The Syrian revolution will not be defeated, and the will of the freedom fighters and opposition forces will not be broken. As brutal and bloodthirsty as the regime has been for the past two years, the Syrian people have refused to be diverted from their goals. They will not give in before bringing down a regime that has oppressed them for four decades. Although the tragedy has now engulfed all parts of the country, and an estimated 20 per cent of Syria’s infrastructure has been destroyed, the people’s resolve remains strong. The opposition has steadily expanded to include millions of the otherwise apolitical men and women who have long suffered from the practices of the regime and its security forces.

After 22 months of revolution the armed opposition controls large tracts of northern and eastern Syria, including crucial gateways to Turkey and Iraq. It also controls an arc of suburbs around the capital. The number of freedom fighters is steadily growing as ranks continue to be swelled by civilian volunteers. 

The regime controls most of the west and south of the country and its warplanes and helicopters can bombard the areas controlled by the opposition. Yet, however cohesive it appears, the regime is inexorably fracturing from within. The economy has collapsed, there are constant defections from the army, and the attrition on its military and human resources is growing.

“For all practical purposes, [Al-Assad’s] speech ended any possibility of a political solution,” Syrian opposition activist Fawaz Tello told Al-Ahram Weekly. “The Syrian opposition must make it clear to the international community… that there is no longer any scope for initiatives for political transition, the last one being that espoused by Brahimi. The regime buried the possibility with the president’s speech. The opposition must also make it clear that this regime and its allies cannot be given more opportunities and, hence, time. Everyone must rally behind a single vision and shift to the only available option, which is to topple this regime totally, and at the hands of the Syrian people. The next step is to ensure the prerequisites of this option, which means international political cover, logistic support, organisation of revolutionaries in Syria and the resolve to transcend personal and partisan ambitions and interests.”

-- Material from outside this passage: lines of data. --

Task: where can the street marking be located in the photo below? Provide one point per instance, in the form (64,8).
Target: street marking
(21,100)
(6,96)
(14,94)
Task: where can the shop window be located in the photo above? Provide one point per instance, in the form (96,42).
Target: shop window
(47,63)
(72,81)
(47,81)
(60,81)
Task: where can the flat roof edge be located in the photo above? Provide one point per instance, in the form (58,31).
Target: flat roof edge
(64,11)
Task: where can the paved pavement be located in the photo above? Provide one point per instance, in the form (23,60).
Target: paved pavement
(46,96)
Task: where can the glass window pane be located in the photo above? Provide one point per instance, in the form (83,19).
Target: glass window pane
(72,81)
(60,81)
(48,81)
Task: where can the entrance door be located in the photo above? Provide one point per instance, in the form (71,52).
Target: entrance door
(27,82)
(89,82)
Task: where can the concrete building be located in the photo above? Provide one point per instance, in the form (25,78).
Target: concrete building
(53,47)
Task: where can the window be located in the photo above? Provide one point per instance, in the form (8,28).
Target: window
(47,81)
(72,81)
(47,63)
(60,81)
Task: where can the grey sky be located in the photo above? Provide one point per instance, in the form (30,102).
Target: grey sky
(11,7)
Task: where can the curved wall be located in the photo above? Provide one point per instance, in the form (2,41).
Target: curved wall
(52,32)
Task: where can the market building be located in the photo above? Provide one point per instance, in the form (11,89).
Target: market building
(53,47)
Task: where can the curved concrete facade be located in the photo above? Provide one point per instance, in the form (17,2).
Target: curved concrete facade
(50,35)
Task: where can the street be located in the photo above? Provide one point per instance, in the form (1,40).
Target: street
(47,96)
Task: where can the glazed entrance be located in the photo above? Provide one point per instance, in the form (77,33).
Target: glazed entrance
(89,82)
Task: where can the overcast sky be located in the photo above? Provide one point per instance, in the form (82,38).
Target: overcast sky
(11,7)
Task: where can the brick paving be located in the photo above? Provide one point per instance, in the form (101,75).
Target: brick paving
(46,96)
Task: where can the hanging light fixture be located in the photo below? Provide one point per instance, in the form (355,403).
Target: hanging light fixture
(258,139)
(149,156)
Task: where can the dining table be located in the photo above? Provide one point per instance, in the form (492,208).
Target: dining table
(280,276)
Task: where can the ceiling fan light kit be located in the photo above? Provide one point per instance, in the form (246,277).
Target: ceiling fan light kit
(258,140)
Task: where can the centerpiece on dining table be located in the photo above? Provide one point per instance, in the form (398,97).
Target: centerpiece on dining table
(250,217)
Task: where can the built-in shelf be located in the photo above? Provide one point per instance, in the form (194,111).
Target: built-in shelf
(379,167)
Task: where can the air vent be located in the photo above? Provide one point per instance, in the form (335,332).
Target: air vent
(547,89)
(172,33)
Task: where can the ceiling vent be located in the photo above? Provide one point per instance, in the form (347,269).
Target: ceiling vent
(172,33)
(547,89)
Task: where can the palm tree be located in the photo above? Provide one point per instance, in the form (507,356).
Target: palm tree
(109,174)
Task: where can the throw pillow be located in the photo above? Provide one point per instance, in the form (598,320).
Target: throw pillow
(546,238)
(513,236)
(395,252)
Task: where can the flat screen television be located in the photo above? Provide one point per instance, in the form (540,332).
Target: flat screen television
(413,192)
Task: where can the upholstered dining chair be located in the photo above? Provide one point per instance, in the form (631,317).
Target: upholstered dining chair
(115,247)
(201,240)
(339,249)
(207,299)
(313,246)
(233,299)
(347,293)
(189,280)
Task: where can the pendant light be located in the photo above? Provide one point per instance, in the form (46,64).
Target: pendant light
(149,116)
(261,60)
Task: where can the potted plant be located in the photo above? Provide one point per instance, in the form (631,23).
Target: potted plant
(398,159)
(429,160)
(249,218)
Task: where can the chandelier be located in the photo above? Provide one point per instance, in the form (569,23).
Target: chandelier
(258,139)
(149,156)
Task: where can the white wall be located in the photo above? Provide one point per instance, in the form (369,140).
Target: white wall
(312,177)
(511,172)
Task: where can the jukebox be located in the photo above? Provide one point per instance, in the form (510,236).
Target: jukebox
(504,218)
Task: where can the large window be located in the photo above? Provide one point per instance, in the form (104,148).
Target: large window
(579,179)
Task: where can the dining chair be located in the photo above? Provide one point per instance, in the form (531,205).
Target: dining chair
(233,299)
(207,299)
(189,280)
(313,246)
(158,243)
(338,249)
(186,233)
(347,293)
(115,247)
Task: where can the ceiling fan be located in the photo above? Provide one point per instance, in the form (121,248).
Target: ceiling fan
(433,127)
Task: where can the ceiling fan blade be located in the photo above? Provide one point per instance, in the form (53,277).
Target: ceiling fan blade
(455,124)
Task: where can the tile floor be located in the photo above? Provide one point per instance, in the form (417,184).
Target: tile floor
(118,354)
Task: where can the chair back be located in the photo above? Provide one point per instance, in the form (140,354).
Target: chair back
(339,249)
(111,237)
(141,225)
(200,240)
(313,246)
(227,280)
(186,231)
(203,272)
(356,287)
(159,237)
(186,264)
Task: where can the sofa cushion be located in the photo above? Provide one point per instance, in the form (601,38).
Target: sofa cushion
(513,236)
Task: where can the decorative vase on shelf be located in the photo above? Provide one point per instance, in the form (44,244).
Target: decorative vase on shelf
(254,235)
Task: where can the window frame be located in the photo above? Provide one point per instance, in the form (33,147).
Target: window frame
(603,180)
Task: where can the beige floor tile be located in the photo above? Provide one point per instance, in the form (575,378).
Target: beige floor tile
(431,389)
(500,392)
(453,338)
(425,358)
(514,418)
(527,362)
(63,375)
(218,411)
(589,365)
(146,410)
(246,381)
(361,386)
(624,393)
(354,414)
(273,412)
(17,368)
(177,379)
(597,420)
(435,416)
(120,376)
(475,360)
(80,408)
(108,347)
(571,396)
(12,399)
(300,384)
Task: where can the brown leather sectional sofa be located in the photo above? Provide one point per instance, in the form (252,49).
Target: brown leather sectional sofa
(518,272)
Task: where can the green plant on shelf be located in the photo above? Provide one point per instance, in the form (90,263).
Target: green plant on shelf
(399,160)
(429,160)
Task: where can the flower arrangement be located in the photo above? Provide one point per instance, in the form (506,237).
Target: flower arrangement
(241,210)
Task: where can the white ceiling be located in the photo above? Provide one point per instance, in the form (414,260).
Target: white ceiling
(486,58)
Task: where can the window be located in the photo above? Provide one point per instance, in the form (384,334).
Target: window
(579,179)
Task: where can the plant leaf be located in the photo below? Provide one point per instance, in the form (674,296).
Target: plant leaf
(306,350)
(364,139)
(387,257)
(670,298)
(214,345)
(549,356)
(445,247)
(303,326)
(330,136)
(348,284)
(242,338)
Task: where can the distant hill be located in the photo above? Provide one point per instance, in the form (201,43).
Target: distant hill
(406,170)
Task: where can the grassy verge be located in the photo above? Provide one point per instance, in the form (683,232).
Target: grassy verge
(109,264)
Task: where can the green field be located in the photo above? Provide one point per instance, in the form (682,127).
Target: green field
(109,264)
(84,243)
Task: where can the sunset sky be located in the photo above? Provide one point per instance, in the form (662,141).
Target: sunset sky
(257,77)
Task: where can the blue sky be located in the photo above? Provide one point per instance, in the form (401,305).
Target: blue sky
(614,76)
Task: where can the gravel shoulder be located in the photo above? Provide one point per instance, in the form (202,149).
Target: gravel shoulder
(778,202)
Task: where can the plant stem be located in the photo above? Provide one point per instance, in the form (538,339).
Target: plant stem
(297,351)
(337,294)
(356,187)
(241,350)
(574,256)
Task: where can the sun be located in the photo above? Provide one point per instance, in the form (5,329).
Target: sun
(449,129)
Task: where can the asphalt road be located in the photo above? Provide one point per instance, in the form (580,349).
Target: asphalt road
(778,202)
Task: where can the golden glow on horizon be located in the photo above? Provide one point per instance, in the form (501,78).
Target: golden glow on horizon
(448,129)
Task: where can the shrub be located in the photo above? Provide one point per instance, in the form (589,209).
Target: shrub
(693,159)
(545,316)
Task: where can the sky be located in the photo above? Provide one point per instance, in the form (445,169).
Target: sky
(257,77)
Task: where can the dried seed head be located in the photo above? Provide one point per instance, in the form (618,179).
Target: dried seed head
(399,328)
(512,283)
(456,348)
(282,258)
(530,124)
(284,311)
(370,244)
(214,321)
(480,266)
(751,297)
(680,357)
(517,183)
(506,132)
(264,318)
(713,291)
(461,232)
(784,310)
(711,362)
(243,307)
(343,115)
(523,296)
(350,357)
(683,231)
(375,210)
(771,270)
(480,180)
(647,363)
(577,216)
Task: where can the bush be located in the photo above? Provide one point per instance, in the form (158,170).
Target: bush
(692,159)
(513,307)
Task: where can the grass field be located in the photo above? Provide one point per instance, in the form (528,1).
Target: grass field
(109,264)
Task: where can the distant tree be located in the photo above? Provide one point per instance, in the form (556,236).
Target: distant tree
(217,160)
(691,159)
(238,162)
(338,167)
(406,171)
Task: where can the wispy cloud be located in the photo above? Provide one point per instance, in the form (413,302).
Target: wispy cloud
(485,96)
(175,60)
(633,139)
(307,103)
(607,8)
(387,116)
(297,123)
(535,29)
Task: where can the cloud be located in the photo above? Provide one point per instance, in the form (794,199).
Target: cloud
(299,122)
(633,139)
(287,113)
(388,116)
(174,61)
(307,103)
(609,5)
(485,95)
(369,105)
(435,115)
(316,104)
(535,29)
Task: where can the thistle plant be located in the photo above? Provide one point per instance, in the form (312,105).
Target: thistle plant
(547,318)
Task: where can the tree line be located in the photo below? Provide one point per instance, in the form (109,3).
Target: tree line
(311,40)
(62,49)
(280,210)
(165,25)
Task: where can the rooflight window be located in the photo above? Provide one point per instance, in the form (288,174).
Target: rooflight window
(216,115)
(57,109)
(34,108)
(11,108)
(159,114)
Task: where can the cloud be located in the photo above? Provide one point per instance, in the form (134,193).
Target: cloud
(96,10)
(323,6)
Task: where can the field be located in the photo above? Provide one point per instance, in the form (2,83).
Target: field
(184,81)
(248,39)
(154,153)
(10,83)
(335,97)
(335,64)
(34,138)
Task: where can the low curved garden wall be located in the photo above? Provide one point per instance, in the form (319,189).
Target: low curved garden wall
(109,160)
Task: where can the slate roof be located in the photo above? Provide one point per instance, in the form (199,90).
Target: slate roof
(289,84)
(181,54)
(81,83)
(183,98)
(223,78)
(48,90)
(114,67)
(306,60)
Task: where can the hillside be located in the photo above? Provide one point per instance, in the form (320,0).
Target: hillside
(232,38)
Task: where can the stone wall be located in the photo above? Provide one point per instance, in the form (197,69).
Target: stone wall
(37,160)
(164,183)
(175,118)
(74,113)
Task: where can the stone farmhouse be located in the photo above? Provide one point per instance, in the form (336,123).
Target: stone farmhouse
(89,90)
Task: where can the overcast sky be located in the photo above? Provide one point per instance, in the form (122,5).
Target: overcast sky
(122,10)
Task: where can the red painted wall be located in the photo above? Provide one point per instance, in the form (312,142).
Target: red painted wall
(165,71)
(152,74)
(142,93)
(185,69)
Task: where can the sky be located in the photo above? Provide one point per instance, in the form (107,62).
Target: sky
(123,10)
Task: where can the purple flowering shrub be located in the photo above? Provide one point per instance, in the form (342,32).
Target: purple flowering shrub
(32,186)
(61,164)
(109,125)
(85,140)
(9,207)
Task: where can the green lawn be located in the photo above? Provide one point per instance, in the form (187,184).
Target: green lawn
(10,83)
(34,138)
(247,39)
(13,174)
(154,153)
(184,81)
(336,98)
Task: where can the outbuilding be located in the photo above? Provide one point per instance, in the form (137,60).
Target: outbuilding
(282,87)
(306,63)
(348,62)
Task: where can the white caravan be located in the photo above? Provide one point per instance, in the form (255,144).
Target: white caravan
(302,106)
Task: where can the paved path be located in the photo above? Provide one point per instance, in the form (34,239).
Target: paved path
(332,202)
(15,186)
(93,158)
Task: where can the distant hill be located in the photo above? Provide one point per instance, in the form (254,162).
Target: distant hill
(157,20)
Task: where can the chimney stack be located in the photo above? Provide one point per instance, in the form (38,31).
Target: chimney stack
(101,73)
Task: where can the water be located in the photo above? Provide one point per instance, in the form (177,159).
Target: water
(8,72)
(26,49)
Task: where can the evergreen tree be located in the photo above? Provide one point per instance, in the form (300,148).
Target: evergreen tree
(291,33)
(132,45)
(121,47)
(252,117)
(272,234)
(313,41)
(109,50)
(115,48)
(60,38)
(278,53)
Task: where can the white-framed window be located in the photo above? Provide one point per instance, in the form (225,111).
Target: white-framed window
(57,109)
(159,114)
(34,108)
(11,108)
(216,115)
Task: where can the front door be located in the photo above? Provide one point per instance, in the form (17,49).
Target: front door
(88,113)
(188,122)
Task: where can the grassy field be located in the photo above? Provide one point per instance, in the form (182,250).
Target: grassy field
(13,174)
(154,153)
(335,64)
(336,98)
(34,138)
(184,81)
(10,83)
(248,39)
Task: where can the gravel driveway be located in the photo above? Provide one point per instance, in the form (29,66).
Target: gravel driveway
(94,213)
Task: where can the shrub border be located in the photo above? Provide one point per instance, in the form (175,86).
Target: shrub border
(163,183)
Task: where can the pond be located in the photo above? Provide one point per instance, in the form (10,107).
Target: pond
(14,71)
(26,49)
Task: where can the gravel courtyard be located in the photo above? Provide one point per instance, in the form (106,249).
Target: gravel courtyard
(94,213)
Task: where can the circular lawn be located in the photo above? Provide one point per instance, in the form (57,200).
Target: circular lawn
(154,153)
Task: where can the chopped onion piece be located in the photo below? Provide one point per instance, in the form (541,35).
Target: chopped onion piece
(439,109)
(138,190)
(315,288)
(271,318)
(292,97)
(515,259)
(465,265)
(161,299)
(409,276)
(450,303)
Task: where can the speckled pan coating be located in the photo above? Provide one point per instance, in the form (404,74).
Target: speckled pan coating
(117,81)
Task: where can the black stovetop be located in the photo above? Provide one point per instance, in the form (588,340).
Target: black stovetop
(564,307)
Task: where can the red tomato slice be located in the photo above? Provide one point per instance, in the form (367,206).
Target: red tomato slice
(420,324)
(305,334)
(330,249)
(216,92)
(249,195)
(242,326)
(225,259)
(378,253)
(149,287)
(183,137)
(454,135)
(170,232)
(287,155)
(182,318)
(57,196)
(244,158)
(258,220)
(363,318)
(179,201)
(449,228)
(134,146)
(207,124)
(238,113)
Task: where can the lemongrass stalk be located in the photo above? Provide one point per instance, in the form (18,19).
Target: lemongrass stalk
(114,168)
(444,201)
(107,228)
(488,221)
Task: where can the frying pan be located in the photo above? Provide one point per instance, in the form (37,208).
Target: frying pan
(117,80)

Recent statements by opposition factions suggest the Al-Assad initiative may well have aggravated extremist tendencies. It will certainly reinforce the determination of the Syrian Free Army and opposition militias to resolve the conflict militarily and drive moderate opposition factions, which now despair of a peaceful solution, to radicalise and perhaps join the more militant opposition. Developments of this nature may, in turn, lead the regional and international community to adopt a binding Security Council resolution, especially if the regime’s rejection of international efforts pushes Russia and China to change their attitudes towards such a resolution, hopefully before the outbreak of full scale civil war.

Observers foresee three possible scenarios for the Syrian crisis. Should the international community fail to produce a solution rapidly enough Syria will be reduced to a failed state swept by chaos and civil war. The second scenario envisages the collapse and fragmentation of the Syrian state as a result of the military confrontation between the regime and opposition forces. The third begins with outside intervention beneath an international umbrella that evokes Article 7 of the UN Security Council and works towards a peaceful and gradual transfer of power in Syria.

Al-Assad’s uncompromising speech indicates the regime can only be changed by force. The regime’s rigidity and hawkishness will probably prove the most self-destructive of policies, since it had reinforced the opposition’s resolve. But the opposition still needs either to persuade the international community to act, quickly and in concert, to change the regime before Syria succumbs to total anarchy, or persuade the US and other countries sympathetic to the cause of the Syrian people to arm the military wing of the Syrian opposition to enable it to overthrow the regime without outside intervention.